The Chinese banks fined Kenya Sh1.312 billion in the year ended June for loan defaults, according to Treasury documents seen by Business Daily.
Kenya tapped over half a trillion shillings from Chinese lenders, led by the Export-Import Bank of China, to fund the construction of the SGR from Mombasa to Naivasha.
Taxpayers have been forced to shoulder the burden of the SGR loans because revenues generated from the passenger and cargo services on the track are not enough to meet the operation costs, which stood at Sh18.5 billion in the year to June against sales of Sh15 billion.
“This (Sh1.312 billion) relates to the cost of default on interest at one percent of the due amount,” say the disclosure documents seen by the Business Daily.
SGR posted an operation loss of Sh3.4 billion, and wired Sh22.7 billion in loan repayments in the year to June.
The default came in a year when Kenya had asked for an extension of the debt repayment moratorium from bilateral lenders, including China, by another six months to December 2021, saving it from committing billions to the Beijing lenders.
But the lenders, especially Exim Bank of China, opposed Kenya’s application for a debt repayment holiday in a standoff that delayed disbursements to projects funded by Chinese loans.
China postponed the repayments in January last year, helping Kenya temporarily retain Sh27 billion that was due for six months ending June 2021. The opposition from Chinese lenders forced Nairobi to drop its push for extension of the debt repayment holiday to avoid straining relations with Kenya’s biggest bilateral creditor.
China, which accounted for about one-third of Kenya’s 2021-22 external debt service costs, is the nation’s biggest foreign creditor after the World Bank.

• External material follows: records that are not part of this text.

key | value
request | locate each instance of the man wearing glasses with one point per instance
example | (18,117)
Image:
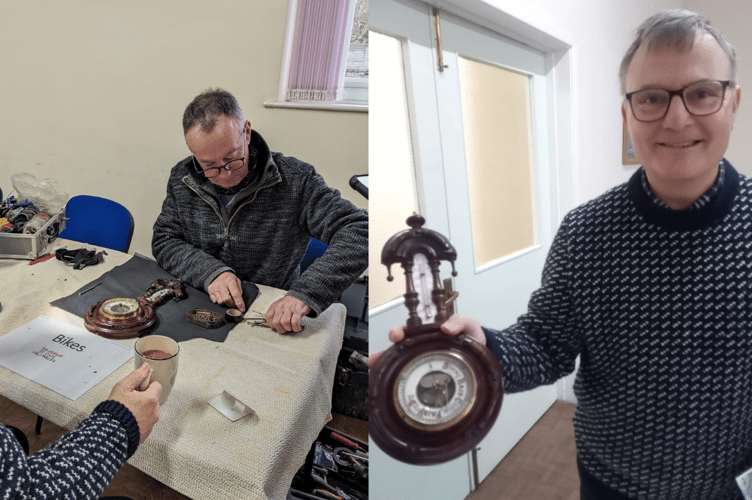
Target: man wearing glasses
(651,285)
(237,211)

Kenya spent a total of Sh117.7 billion on Chinese debt in the period, of which about Sh24.7 billion is in interest payments and almost Sh93 billion in redemptions, according to budget documents.

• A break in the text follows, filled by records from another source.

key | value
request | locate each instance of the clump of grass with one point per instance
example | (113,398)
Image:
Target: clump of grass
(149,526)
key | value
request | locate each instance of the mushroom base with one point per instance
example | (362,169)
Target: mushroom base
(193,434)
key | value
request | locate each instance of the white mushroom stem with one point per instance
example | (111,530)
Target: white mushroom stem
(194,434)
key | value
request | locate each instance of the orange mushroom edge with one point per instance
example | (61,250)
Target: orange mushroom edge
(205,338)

Repayment of the SGR loan started in January 2020 after the lapse of a five-year grace period that Beijing had given Kenya.
The loan default underscores Kenya’s financial distress in the face of fast-maturing debts that have eaten deep into tax collections and squeezed funds for development projects.

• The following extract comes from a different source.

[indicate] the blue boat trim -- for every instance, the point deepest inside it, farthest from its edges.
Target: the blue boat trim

Former President Uhuru Kenyatta’s administration largely took loans from China from 2014 to build roads, bridges, power plants and the SGR.
This started after Kenya became a lower-middle-income economy, locking her out of highly concessional loans from development lenders such as the World Bank.
China’s influence on the country’s infrastructure development, however, started in earnest with construction of the Thika Superhighway between January 2009 and November 2012 at a cost of nearly Sh32 billion during the last term of President Mwai Kibaki.
The deal to fund the first phase of the SGR, Kenya’s single-largest infrastructure project by cost since independence, saw China overtake Japan as Kenya’s largest bilateral lender.
Kenya’s debt increased more than four-fold to Sh8.58 trillion under the Kenyatta administration.
The surge in liabilities left the country at high risk of debt distress, according to the International Monetary Fund (IMF).
The cost of servicing public debt is poised to jump by a third to a record Sh1.39 trillion in the fiscal year through June 2023, more than half of projected State revenue.
Kenya spent almost 57 percent of tax income in the past financial year on repaying loans, according to the Treasury, underlining the effects of the mounting public debt on State finances.
The terms of China’s loan deals with developing countries are unusually secretive and require borrowers to prioritise repayment to Chinese state-owned banks ahead of other creditors. A cache of such contracts was revealed in a past report by Reuters.
The dataset — compiled over three years by AidData, a US research lab at the College of William & Mary — comprises 100 Chinese loan contracts with 24 low- and middle-income countries, a number of which are struggling with mounting debt amid the economic fallout from the Covid-19 pandemic.
It uncovered several unusual features, including confidentiality clauses that prevent borrowers from revealing the terms of the loans, informal collateral arrangements that benefit Chinese lenders over other creditors and promises to keep the debt out of collective restructurings — dubbed by the authors as “no Paris Club” clauses.
The Paris Club is a group of officials from major creditor countries whose role is to find solutions to the payment difficulties of debtor countries.
President William Ruto last month reversed one of the most controversial policies of the previous administration that had made it compulsory for cargo clearance to be done at the inland container depots in Nairobi and Naivasha.